Gascoyne will die Budgetgrenze - Ausgabe-Wahnsinn stoppen

Mike Gascoyne will, dass dem wahnsinnigen Geldverbrennen in der Formel 1 ein Ende bereitet wird. Doch seiner Meinung nach profitieren auch die Regelmacher.

Die Budgetgrenze will das Fahrerlager nicht verlassen. Seit dem Vorschlag von Bernie Ecclestone, eine Lightversion der Maximalausgaben einzuführen, ist das Thema wieder in aller Munde. Auch Caterham-Chefingenieur Mike Gascoyne setzt sich für eine Begrenzung der Ausgaben ein.
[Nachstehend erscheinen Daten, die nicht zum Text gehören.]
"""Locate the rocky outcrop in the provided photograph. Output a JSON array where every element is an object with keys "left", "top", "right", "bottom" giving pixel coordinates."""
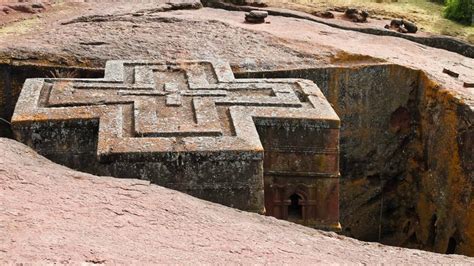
[{"left": 0, "top": 138, "right": 474, "bottom": 265}]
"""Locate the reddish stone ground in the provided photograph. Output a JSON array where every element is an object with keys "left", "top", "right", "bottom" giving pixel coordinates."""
[{"left": 0, "top": 138, "right": 474, "bottom": 265}]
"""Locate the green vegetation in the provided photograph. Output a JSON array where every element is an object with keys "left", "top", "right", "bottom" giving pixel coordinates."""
[
  {"left": 267, "top": 0, "right": 474, "bottom": 44},
  {"left": 444, "top": 0, "right": 474, "bottom": 25}
]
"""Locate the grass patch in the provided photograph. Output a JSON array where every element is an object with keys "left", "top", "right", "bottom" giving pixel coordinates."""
[{"left": 267, "top": 0, "right": 474, "bottom": 44}]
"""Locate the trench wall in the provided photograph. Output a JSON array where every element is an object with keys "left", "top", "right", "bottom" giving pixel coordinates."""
[
  {"left": 0, "top": 61, "right": 474, "bottom": 256},
  {"left": 236, "top": 65, "right": 474, "bottom": 256}
]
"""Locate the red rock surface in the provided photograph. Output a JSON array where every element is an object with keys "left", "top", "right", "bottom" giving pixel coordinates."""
[{"left": 0, "top": 139, "right": 474, "bottom": 265}]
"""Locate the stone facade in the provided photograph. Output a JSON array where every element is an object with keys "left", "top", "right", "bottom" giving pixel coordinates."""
[{"left": 12, "top": 61, "right": 340, "bottom": 229}]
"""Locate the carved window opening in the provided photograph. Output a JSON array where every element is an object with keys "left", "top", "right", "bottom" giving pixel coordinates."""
[{"left": 288, "top": 193, "right": 303, "bottom": 220}]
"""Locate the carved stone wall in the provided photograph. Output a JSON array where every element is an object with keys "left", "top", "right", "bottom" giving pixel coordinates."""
[{"left": 12, "top": 61, "right": 340, "bottom": 228}]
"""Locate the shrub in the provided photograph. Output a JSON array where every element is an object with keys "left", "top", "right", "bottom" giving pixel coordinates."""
[{"left": 444, "top": 0, "right": 474, "bottom": 24}]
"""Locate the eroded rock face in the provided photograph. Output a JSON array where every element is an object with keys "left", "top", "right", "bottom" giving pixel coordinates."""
[
  {"left": 0, "top": 138, "right": 473, "bottom": 265},
  {"left": 239, "top": 65, "right": 474, "bottom": 255},
  {"left": 0, "top": 1, "right": 474, "bottom": 254},
  {"left": 12, "top": 61, "right": 340, "bottom": 229}
]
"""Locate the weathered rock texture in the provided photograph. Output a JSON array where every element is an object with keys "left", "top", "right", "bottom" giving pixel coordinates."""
[
  {"left": 0, "top": 2, "right": 474, "bottom": 255},
  {"left": 12, "top": 61, "right": 339, "bottom": 228},
  {"left": 238, "top": 65, "right": 474, "bottom": 255},
  {"left": 0, "top": 138, "right": 474, "bottom": 265}
]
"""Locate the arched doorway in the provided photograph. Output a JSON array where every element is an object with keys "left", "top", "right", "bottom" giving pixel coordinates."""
[{"left": 288, "top": 193, "right": 303, "bottom": 220}]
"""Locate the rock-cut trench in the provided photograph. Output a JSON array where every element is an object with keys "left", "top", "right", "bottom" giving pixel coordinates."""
[{"left": 0, "top": 61, "right": 474, "bottom": 256}]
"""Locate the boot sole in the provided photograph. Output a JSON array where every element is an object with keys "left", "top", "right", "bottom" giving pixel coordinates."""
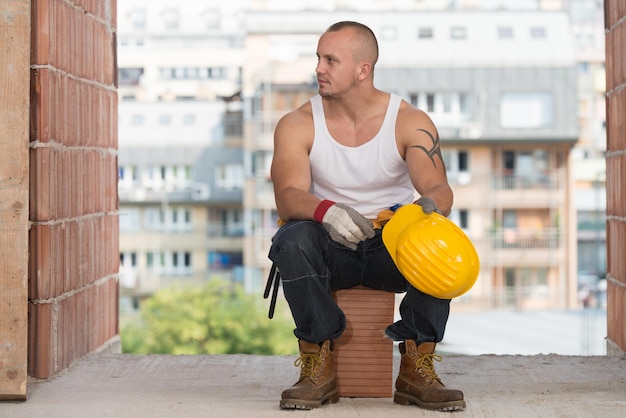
[
  {"left": 393, "top": 392, "right": 465, "bottom": 412},
  {"left": 280, "top": 389, "right": 339, "bottom": 410}
]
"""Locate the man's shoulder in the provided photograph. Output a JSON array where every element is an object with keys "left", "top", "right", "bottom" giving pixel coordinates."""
[{"left": 279, "top": 101, "right": 313, "bottom": 125}]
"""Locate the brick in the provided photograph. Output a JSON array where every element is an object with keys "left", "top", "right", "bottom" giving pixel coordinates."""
[
  {"left": 28, "top": 303, "right": 55, "bottom": 379},
  {"left": 607, "top": 280, "right": 626, "bottom": 349}
]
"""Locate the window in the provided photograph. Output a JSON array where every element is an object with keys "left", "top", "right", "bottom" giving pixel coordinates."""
[
  {"left": 450, "top": 26, "right": 467, "bottom": 39},
  {"left": 498, "top": 26, "right": 513, "bottom": 39},
  {"left": 380, "top": 26, "right": 398, "bottom": 41},
  {"left": 128, "top": 9, "right": 146, "bottom": 29},
  {"left": 215, "top": 164, "right": 243, "bottom": 190},
  {"left": 117, "top": 67, "right": 143, "bottom": 86},
  {"left": 119, "top": 207, "right": 140, "bottom": 232},
  {"left": 183, "top": 113, "right": 196, "bottom": 126},
  {"left": 442, "top": 149, "right": 471, "bottom": 186},
  {"left": 202, "top": 9, "right": 220, "bottom": 29},
  {"left": 500, "top": 93, "right": 554, "bottom": 128},
  {"left": 161, "top": 9, "right": 179, "bottom": 29},
  {"left": 417, "top": 27, "right": 433, "bottom": 39},
  {"left": 530, "top": 26, "right": 546, "bottom": 39},
  {"left": 130, "top": 115, "right": 144, "bottom": 126},
  {"left": 459, "top": 209, "right": 469, "bottom": 229},
  {"left": 426, "top": 93, "right": 435, "bottom": 112},
  {"left": 159, "top": 115, "right": 172, "bottom": 125}
]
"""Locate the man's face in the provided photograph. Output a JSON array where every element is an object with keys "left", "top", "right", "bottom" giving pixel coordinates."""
[{"left": 315, "top": 28, "right": 358, "bottom": 96}]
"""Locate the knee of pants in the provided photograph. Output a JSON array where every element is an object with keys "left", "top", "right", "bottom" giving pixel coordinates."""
[{"left": 269, "top": 221, "right": 328, "bottom": 260}]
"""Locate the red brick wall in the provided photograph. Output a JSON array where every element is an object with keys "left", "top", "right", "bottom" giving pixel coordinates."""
[
  {"left": 28, "top": 0, "right": 119, "bottom": 378},
  {"left": 604, "top": 0, "right": 626, "bottom": 353}
]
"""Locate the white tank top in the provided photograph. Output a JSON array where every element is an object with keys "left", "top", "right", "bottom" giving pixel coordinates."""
[{"left": 309, "top": 94, "right": 415, "bottom": 219}]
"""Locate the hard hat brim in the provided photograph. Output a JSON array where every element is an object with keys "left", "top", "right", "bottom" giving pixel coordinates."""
[{"left": 383, "top": 205, "right": 424, "bottom": 264}]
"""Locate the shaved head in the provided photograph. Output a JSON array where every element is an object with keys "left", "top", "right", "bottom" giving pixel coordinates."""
[{"left": 326, "top": 21, "right": 378, "bottom": 68}]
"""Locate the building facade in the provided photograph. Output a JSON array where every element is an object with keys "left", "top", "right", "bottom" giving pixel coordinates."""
[
  {"left": 119, "top": 0, "right": 593, "bottom": 309},
  {"left": 118, "top": 0, "right": 244, "bottom": 309},
  {"left": 244, "top": 11, "right": 578, "bottom": 309}
]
In einer Zeit, in der häufig über soziale und ökologische Fragen debattiert wird, sieht er die Ausgabenpolitik in der Formel 1 kritisch. Caterham hatte sich für die Saison 2010 ursprünglich unter der von Max Mosley festgelegten Budgetgrenze von 50 Milionen Dollar eingeschrieben.

"In den späten 1990er- und frühen 2000er-Jahren gab es eine Ära, in der es einfach ein Ausgabenkrieg war", blickt der Engländer gegenüber Crash.net zurück. "Sie haben versucht, das zu ändern und Max Mosleys Ausgabengrenze ist etwas, das ich noch immer voll und ganz unterstütze, denn die Teams geben noch immer rund 300 Millionen Pfund (360 Millionen Euro) für zwei Fahrzeuge und 20 Rennen in der Formel 1 aus. Wie ist so etwas in einer Zeit, in der ökologisches und sozial verantwortliches Handeln gefragt ist, zu rechtfertigen?"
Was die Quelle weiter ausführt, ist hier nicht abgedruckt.